Question

A gun of mass 3 kg fires a bullet of mass 30 g. the bullet takes 0.003 s to move through the barrel of the gun and acquires a velocity of 100 m/s. calculate: a)The velocity with which the gun recoils. b)The force exerted on gunman due to recoil of the gun. who ever answers will be marked as brainliest!!! pakka

Answer 1

Given :

• Mass of the gun, $\sf\: m_1$ = 3kg

• Mass of the bullet, $\sf\: m_2$ = 30 g = 0.03 kg

• Time taken, t = 0.003 seconds

• Velocity of bullet, $\sf\: v_2$ = 100 m/s

To Find :

• The velocity with which the gun recoils

• The force exerted on the gun due to recoility

Solution :

1. Calculation of the recoil velocity

According to law of conservation of momentum

$\longrightarrow \sf \: m_1v_1 = m_2v_2$

$\longrightarrow \sf \: 3 \times v_1 =0.03\times 100$

$\longrightarrow \sf \: v_1 = \dfrac{0.03 \times 100}{3}$

$\longrightarrow \sf \: v_1 = 0.01 \times 100$

$\longrightarrow \sf \: v_1 = 1m {s}^{ - 1}$

$\therefore$ The velocity with which the gun recoils is 1 m/s.

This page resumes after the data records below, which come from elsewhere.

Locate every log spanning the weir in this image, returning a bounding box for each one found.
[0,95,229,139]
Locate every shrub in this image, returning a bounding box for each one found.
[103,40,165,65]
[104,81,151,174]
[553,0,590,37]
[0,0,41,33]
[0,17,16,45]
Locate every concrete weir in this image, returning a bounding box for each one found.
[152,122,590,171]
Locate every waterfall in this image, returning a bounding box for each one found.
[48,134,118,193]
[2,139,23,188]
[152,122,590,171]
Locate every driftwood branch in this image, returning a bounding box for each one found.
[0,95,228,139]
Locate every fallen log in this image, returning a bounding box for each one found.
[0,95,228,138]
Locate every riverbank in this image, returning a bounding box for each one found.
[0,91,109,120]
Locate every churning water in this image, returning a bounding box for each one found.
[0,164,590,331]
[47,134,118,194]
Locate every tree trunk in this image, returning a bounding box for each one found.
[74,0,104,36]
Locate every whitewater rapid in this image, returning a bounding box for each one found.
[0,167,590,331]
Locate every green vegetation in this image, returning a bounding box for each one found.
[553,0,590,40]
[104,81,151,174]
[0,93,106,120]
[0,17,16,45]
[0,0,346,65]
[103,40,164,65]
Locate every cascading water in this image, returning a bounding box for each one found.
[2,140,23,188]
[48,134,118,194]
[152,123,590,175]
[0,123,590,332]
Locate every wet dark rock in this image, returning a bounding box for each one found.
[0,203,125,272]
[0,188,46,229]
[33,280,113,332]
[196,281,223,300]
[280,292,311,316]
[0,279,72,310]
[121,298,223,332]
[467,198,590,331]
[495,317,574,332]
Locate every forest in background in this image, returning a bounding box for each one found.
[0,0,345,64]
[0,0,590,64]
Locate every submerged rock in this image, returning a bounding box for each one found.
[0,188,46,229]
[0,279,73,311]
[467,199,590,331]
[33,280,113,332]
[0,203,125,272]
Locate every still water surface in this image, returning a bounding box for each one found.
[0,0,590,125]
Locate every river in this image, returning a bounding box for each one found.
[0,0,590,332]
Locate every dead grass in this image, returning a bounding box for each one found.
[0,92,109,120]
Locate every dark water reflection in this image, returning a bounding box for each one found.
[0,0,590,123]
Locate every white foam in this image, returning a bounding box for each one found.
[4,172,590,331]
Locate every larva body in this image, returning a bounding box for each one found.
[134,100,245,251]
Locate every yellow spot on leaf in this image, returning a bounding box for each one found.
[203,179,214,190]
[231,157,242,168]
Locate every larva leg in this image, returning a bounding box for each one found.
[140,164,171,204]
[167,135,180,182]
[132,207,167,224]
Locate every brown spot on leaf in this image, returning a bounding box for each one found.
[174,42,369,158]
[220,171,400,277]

2. Calculation of the force exerted.

• Initial Velocity of the gun, u = 0 m/s

• Final Velocity of the gun, v = 1 m/s

• Time, t = 0.03 seconds

Let's find acceleration first :

★ a = v - u/t

→ a = 1 - 0/0.03

→ a = $\sf\dfrac{1000}{3}$ m/s²

From Newton's 2nd Law of motion :

★ Force = Mass × Acceleration

$\longrightarrow \sf \: F= 3 \times \dfrac{1000}{3}$

$\longrightarrow \sf \: F= \dfrac{3000}{3}$

$\longrightarrow \sf \: F= 1000 \: Newtons$

$\therefore$ The force exerted on the gun due to recoility is 1000 Newtons.